Page 1 of 1

Opcode times

Posted: Sun Jun 27, 2004 11:24 am
by Jason
Been looking around for some recent information on opcode times. All seems to be based on old processors Pentium 1, etc.. I have an AMD Athlon XP 2600 there is only a couple of instructions I'am after.....
1) Callgate in use on the same segment and of less protection
2) Ret in the same segment and of lesser protection

Any input would be much appreciated ;)

Thanks in advance :)

Re:Opcode times

Posted: Sun Jun 27, 2004 12:56 pm
by Curufir
The reason they don't publish them anymore is because they were never accurate once all the caching/pipline stuff had been taken into consideration. Just do some benchmarking against your clock/counter.

Re:Opcode times

Posted: Sun Jun 27, 2004 3:53 pm
by Pype.Clicker
moreover, the actual amount of clock cycles required for such operations will heavily depend on how those 'complex instructions' are encoded into micro-rom instructions (they're more or less interpreted on modern RISC-cored cpus ...)

Re:Opcode times

Posted: Sun Jun 27, 2004 11:25 pm
by Solar
If you want to optimize your code, check out the "IA-32 Intel Architecture Optimization Reference Manual". It's a companion to the Software Developer Manuals. It explains all the branch-prediction, pipelining etc. - I'm afraid there is no easy "here's the table" answer to the question how to write utmost efficient code.
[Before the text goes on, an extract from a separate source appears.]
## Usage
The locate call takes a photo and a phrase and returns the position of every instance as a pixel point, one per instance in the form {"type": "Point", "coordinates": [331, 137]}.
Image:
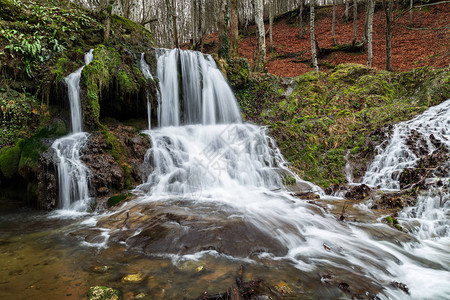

Note, however, the olden rule: Premature optimization is the root of all evil. (D. Knuth) Before you start hacking Assembler "because it's faster", assert that:

* the code section you are optimizing actually is the one causing performance problems, and

* your Assembler actually is faster than compiled C.

In both cases, chances are the answer is "no"...

Re:Opcode times

Posted: Mon Jun 28, 2004 2:45 am
by Candy
Solar wrote: I'm afraid there is no easy "here's the table" answer to the question how to write utmost efficient code.
Here's the table: (amd.com) http://www.amd.com/us-en/assets/content ... /22007.pdf

It's in appendix F.

:D

I just hate to see people give incorrect answers...

Note that they ARE correct about it being totally useless. It does exist though. The other 80% of the book is about how to optimize.

For more asm optimization stuff, look at this thread: (masmforum.com)
http://www.masmforum.com/viewtopic.php?t=3329&start=0

Re:Opcode times

Posted: Mon Jun 28, 2004 5:20 am
by Pype.Clicker
great stuff, candy ... all those "optimized long integer multiply" and other "optimized decimal-to-asciiz conversion" routines will certainly please those who're writing a stdlib replacement :)

Re:Opcode times

Posted: Mon Jun 28, 2004 5:59 am
by Solar
Candy wrote:
I just hate to see people give incorrect answers...
Note that:

1) That table does not list execution time in clock cycles, but execute latencies and decode type - which is a different ballgame, and to understand all implications you have to understand the architecture;

2) Numbers given are for AMD Athlon; are you sure it won't differ with the Athlon XP?

Re:Opcode times

Posted: Mon Jun 28, 2004 6:42 am
by Candy
Solar wrote: 1) That table does not list execution time in clock cycles, but execute latencies and decode type - which is a different ballgame, and to understand all implications you have to understand the architecture;
Not necessarily. The numbers CAN also be seen as max clock cycles, not counting memory access latencies, just like on a 486 f.ex.
2) Numbers given are for AMD Athlon; are you sure it won't differ with the Athlon XP?
Athlon is an architecture (actually K7), Athlon XP is a die size plus marketing. The Morgan-series Durons are the exact same but have less cache, the Spitfire Durons are the same at a larger die size (0.18 afaik), etc etc etc. The 32-bit Athlons are all the same (note, this is NOT true for the 64-bit ones), except for some minor differences in features (but not in latencies!). A processor won't have a latency for a feature it doesn't have, of course.